Who in modern America has the most power — the biggest store of latent heft — but the least ability to use it? The answer, of course, is city-dwellers and suburbanites. Like racing cars at the start of a Formula One showdown, they are in pole position. They have everything: the education, the wealth, the sense of self-entitlement. Big dick energy in spades. They are shiny machines with purring engines. And yet when the race begins, the F1 boys cannot pull away. They are politically impotent. The NASCAR drivers, in their beaten-up trucks, sporting confederate flags, are still in the rear-view mirror.
And there seems — to the casual observer — to be no end in sight to this situation. Donald Trump might not be able to place Kansas City on a map, but the America he has adopted — NASCAR America — looks capable of keeping up with the racing cars. Perhaps even catching them up. The President uses the language of the downtrodden. He shares their contempt for sociological inquiry, their love of guns. Their suspicion of folks who don’t come from these parts. He has used his presidency to play with the minds of the liberal elites. He looks likely to be re-elected and to have the right to double down on all of the above. A Trumpian wave is sweeping all before it.
But what if this is an illusion. What if the crisis facing modern America is not Donald Trump and the things he says and does, but the coming backlash against him? A backlash so colossal that it will destroy The Donald, his men, their towns, their social attitudes: the lot. And in doing so change America forever.

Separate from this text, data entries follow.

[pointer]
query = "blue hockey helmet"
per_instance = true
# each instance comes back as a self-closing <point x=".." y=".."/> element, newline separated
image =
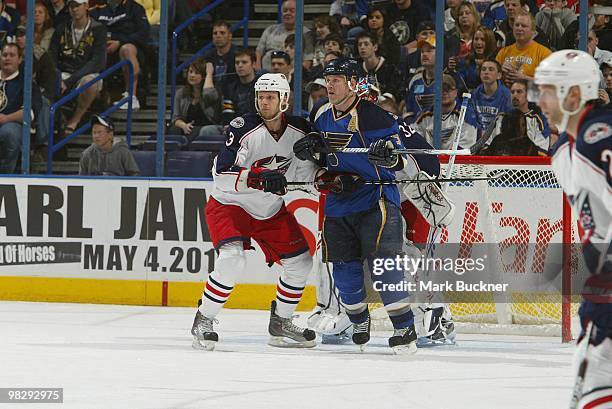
<point x="349" y="67"/>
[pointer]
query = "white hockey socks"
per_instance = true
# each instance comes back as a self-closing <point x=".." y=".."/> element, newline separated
<point x="221" y="282"/>
<point x="291" y="283"/>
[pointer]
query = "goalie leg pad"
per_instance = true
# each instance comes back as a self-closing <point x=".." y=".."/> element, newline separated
<point x="429" y="199"/>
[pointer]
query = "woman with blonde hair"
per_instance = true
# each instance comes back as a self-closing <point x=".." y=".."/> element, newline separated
<point x="484" y="46"/>
<point x="197" y="106"/>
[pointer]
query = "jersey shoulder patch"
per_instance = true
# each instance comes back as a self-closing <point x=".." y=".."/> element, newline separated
<point x="299" y="123"/>
<point x="373" y="117"/>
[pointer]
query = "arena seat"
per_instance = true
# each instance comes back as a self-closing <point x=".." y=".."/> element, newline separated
<point x="194" y="164"/>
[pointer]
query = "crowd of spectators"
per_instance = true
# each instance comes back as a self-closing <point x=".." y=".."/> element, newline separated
<point x="492" y="52"/>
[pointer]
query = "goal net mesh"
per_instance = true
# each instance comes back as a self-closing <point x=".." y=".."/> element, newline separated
<point x="520" y="213"/>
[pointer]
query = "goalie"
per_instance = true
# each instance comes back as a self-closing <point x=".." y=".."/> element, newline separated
<point x="422" y="204"/>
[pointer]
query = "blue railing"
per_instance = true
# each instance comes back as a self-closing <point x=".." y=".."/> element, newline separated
<point x="54" y="147"/>
<point x="176" y="70"/>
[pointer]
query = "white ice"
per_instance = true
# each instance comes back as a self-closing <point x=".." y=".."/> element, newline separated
<point x="141" y="357"/>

Take the Iowa caucus. Since the early 1970s, this state, with its small homogenous population, has had an outsized influence on the presidential race by dint of kicking the process off every four years. In my decade reporting on America for the BBC, I spent a considerable amount of time in Iowa. I remember nearly losing my toes to the cold during a forest trip with some locals who hunt deer with bows and arrows. Most Americans stay warm and away from longbows. But the Iowa caucus — and the New Hampshire primary that comes tomorrow — forces everyone to come and take a look at how life is lived in corners of the nation most people do not see.
Iowa and New Hampshire hold the racing cars back. And now? Well, Iowa is finished.
Admittedly the disasters this year were caused not by the locals but by the apps designed by sophisticates to enforce rules demanded by Bernie Sanders supporters — but these are details lost on most Americans. The New York Daily News headline captured the mood: “Corn clogged Iowans Botch 1st Dem Vote.”